I like how your java moss has grown on the wood reaching down to the substrate. How did you attached it to the wood? did it grow onto the rocks itself?
My only one attempt with java moss failed pretty bad.
Does your tank get any window light?

Thanks for sharing.


----------



## dfak1m (Dec 10, 2012)

I'm attached moss with sewing thread on driftwood and rock.
When moss reached substrate, it will be attached by itself.
Java moss is easy, you only need to keep temperature on 23-27 Celcius with low light condition.

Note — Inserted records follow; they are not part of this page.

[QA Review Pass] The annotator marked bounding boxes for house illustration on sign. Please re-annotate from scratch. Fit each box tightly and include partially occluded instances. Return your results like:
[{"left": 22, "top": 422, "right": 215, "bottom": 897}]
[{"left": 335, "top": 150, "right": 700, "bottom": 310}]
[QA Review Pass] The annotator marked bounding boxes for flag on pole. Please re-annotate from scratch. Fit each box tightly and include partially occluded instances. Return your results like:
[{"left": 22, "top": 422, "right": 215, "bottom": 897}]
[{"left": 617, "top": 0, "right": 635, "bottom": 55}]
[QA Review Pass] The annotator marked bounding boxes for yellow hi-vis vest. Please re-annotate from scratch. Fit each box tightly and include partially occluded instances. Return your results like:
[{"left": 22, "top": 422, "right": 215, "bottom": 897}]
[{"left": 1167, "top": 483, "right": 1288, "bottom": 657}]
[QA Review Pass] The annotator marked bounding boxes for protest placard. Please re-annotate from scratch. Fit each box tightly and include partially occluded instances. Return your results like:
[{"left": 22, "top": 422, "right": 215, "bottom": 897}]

There's no window light / direct sunlight, but i put it on my terrace.

Thanks for your comment


----------



## Woody0229 (Oct 29, 2012)

That is a crazy amount of shrimp!! Do they breed like crazy?


----------



## dfak1m (Dec 10, 2012)

Every shrimp will breed like crazy if they feel at home (natural habbit).
Normally 1 female can produce 1 batch (30-50) every month, depend on quality & stability of water.


----------



## bkhoshza (Aug 24, 2012)

I will give java moss another try. I love how it makes the tank look.
I assume you used regular soil substrate?
Do you use fertilizers?


----------



## dfak1m (Dec 10, 2012)

Just for your info, the moss on driftwood is java moss and Peacock moss on the rock.
My country have a lot of mountain, my soil is from mountain area. I don't know the differential between my soil and potting soil. 
Pellets and shrimps dirt is my fertilizer.


----------



## draftzero (Aug 26, 2012)

Nice! I'm thinking about adding java moss to my setup.


----------